プロダクトのライフサイクルが不明なものを、急にエンドオブライフになったときの対応方針も考えずに顧客企業に導入することが問題なんだけどな。どうやったら知ることができたんだよ、と言ってしまうのは感覚がズレているとしか言えないよなぁ。

そもそも、シックス・アパート社にしても昔から問い合わせを受けてたら何らかの検討はするはずと思うんだよね。検討もしなかったら、そんな企業はビジネスの相手としてありえないわけで。

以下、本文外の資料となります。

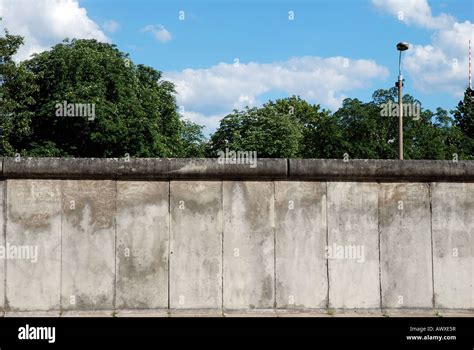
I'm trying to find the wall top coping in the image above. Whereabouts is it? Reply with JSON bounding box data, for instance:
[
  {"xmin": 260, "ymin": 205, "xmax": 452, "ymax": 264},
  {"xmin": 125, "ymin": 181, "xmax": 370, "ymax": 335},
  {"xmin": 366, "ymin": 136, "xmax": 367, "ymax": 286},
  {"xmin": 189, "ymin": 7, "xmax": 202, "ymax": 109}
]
[{"xmin": 0, "ymin": 158, "xmax": 474, "ymax": 182}]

今回、たまたまアイタス社の方が書いていたからその記述にコメントしたわけだけど、Mobavle Typeを顧客に導入しているウェブ屋の大半が同様なんじゃないかな。SI業界だったらありえないだろうな。まだまだウェブ業界は未成熟ということなんだろうけど。

以下、引用部分はMovable Typeが優れものであることとシックス・アパートへ要望があることは別な話 / ビジネスブログ『アイタス営業日報』 / 北海道札幌市のホームページ制作 Webデザイン会社 アイタスより。

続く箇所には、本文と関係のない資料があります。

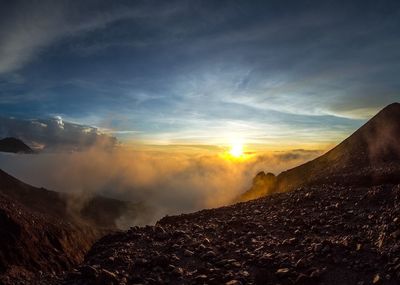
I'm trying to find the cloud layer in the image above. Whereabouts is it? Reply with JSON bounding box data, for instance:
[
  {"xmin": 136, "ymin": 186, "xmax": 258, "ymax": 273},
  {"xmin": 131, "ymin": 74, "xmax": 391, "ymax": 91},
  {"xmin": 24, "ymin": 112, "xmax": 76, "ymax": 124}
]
[
  {"xmin": 0, "ymin": 146, "xmax": 321, "ymax": 226},
  {"xmin": 0, "ymin": 116, "xmax": 117, "ymax": 151},
  {"xmin": 0, "ymin": 1, "xmax": 400, "ymax": 144}
]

では、シックス・アパート社からのMT4発表より前の段階で

○一ヶ月ちょいで下位互換性の確認が取れていないバージョンに大きくジャンプアップする

○旧バージョン(今ビジネスに用いてるバージョン)の少なくともセキュリティパッチ等のサポートは不明(後述のもろもろではシックス・アパートから 2008年7月末日までサポートを続けると最終的に確認が取れたと述べていますが、最初、シックス・アパートは「というふうにMT3と4が併存するのではなく、MT3のサポートはMT4発売時で終了となる<ゆえに、MT3は今後サポートしないわけで、可及的速やかに4へ移行してほしい>」と当社問い合わせに対して回答しており、「ホントに本当?」と当社が再度念押しした結果、前言撤回で「2008年7月末日まで<でも、現段階では確定ではないけれどといった含みを残して>」と回答している経緯があります)

といった状況を「今更」ではなく「事前に」把握するためには、どのような方法があったのでしょうか。

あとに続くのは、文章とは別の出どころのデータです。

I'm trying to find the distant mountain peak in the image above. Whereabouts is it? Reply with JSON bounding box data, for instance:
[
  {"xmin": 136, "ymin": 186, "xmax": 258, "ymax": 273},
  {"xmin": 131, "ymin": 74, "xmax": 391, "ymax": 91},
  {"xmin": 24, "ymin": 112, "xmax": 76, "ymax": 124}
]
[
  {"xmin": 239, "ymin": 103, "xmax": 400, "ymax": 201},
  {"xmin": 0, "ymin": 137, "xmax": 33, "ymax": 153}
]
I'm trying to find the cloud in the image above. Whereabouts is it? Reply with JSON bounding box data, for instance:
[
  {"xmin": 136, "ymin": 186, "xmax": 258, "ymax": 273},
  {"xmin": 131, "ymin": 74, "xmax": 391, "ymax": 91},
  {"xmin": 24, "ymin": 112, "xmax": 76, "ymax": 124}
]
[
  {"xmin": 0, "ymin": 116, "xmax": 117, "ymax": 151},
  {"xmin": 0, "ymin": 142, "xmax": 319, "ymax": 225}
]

シックス・アパート社以外の者が、MTのライフサイクルを察知して「来年7月末までに」というリミットを、「今更」ではなく、いつ、どのように把握可能だったのか、プロ意識が足りない私としては、ぜひ引用元のかたに御教授いただきたい。

Movable Typeの場合だと導入検討時にシックス・アパート社に方針を問い合わせることが可能ですよね。教えてくれるか否かはともかくとして、そういう行動はとればよいでしょう。現時点でもロクに決まってないのでしょうが、昔から問い合わせがあったなら、シックス・アパート社はライフサイクルを決めたかもしれない。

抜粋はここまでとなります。